Posted by Gary Gross | August 7, 2007 9:06 AM

We need to thank John Murtha for speaking the truth about this 'reform legislation. For once in his life, he told the truth.

Posted by amr | August 7, 2007 9:22 AM

This reminds me in part of the 1986 amnesty bill and the recently proposed one. Pass legislation and then don’t provide a method/money to enforce what was promised

Posted by Labamigo | August 7, 2007 10:03 AM

Shocked, shocked.

Posted by Angry Dumbo | August 7, 2007 10:42 AM

I think Senator Colburn said it best, the bill "not only failed to drain the swamp, but gave the alligators new rights."
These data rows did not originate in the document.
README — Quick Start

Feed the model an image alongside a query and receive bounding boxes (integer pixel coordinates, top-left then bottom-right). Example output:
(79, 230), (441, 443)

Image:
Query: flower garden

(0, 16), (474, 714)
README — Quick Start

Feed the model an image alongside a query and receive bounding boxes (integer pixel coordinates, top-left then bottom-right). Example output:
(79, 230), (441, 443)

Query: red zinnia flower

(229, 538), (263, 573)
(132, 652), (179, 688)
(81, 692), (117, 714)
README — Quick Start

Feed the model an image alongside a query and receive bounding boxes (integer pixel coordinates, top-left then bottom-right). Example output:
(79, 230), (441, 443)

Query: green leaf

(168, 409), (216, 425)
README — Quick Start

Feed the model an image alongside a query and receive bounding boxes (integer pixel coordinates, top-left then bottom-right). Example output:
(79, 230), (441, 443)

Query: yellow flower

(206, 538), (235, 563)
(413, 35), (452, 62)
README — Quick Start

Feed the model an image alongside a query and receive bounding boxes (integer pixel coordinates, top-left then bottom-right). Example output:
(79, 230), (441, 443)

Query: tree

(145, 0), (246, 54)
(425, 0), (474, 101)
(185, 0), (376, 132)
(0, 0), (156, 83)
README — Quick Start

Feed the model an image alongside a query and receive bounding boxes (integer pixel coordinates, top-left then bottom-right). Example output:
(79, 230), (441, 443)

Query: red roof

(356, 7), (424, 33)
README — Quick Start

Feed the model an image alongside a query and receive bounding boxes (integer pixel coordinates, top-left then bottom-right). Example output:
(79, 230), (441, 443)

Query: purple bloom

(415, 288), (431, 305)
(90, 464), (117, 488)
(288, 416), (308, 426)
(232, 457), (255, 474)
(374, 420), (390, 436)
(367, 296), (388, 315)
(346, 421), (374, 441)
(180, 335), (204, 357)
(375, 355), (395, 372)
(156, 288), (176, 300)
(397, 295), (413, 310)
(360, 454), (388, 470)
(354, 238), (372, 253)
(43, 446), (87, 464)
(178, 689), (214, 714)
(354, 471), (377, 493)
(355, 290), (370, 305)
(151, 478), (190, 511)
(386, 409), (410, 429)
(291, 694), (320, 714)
Mr. President, veto this bill.


Heck, read the John Fund article I am poorly paraphrasing.

http://www.opinionjournal.com/diary/?id=110010437


"Last week, Republican senators misread the Stevens scandal as a signal they had to back a symbolic--but in truth a sham--ethics bill. President Bush, who has the advantage of not facing voters again, has called its earmark provisions "worthless." He should veto the bill. He may be overridden, but he will do Republicans a favor by forcing them to rethink their attachment to an earmark culture that is both destructive of honest budgeting and politically dangerous because of the inherent corruption it creates."

Posted by docjim505 | August 7, 2007 12:06 PM

Um... Does anybody really believe that ANYBODY in Congress wants to have tough ethics rules and get rid of earmarks?

Corruption is the one of two things in Congress that is truly nonpartisan (the other being a grossly distorted sense of self-importance).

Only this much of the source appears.